Spanish Data Protection Law (LOPDGDD) - Article 11

Related to transparency and information to the affected party, and it requires the controller to provide certain information to data subjects when collecting their personal data.

When personal data is obtained from the data subject, the data controller may comply with the duty of information established in Article 13 of Regulation (EU) 2016/679, providing the data subject with the basic information referred to in the following section and indicating an electronic address or other means that allow easy and immediate access to the remaining information. 
The basic information referred to in the previous section must contain, at least: a) The identity of the data controller and his representative, if applicable. b) The purpose of the treatment. c) The possibility of exercising the rights established in articles 15 to 22 of Regulation (EU) 2016/679. If the data obtained from the data subject were to be processed for profiling, the basic information will also include this circumstance. In this case, the affected party must be informed of their right to oppose the adoption of automated individual decisions that produce legal effects on them or significantly affect them in a similar way, when this right occurs in accordance with the provisions of article 22 of the Regulations. (EU) 2016/679. 

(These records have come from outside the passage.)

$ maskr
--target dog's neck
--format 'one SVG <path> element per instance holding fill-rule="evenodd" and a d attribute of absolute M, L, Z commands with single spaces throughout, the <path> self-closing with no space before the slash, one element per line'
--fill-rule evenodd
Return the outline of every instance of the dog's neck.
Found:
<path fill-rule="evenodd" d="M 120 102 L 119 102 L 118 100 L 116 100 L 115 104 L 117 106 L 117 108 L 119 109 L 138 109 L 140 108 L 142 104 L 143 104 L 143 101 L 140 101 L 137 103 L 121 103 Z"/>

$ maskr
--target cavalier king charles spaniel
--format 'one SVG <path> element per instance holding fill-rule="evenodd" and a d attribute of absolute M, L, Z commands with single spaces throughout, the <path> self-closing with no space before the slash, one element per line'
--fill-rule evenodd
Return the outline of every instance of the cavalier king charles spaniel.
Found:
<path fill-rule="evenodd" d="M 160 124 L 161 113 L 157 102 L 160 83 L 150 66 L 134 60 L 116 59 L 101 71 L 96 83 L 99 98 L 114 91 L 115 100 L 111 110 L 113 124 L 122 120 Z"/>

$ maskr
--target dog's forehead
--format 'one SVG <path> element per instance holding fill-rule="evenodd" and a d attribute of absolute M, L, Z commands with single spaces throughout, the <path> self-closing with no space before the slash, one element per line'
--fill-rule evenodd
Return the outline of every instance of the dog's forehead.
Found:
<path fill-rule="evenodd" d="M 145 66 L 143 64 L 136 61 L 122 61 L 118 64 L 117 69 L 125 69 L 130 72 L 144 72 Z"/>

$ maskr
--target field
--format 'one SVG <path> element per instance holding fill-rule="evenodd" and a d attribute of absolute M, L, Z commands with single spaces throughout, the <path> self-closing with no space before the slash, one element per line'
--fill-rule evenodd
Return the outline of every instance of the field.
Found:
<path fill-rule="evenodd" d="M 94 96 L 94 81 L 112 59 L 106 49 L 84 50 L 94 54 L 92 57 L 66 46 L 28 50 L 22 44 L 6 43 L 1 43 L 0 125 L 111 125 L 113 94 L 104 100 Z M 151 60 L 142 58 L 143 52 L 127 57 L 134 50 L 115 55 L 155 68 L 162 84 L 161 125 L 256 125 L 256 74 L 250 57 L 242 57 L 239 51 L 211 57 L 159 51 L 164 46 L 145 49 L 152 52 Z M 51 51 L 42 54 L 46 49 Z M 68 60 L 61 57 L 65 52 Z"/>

When the personal data has not been obtained from the data subject, the data controller may comply with the duty of information established in article 14 of Regulation (EU) 2016/679 by providing the data controller with the basic information indicated in the previous section, indicating an address electronic or other means that allow easy and immediate access to the remaining information. In these cases, the basic information will also include: a) The categories of data subject to treatment. b) The sources from which the data came.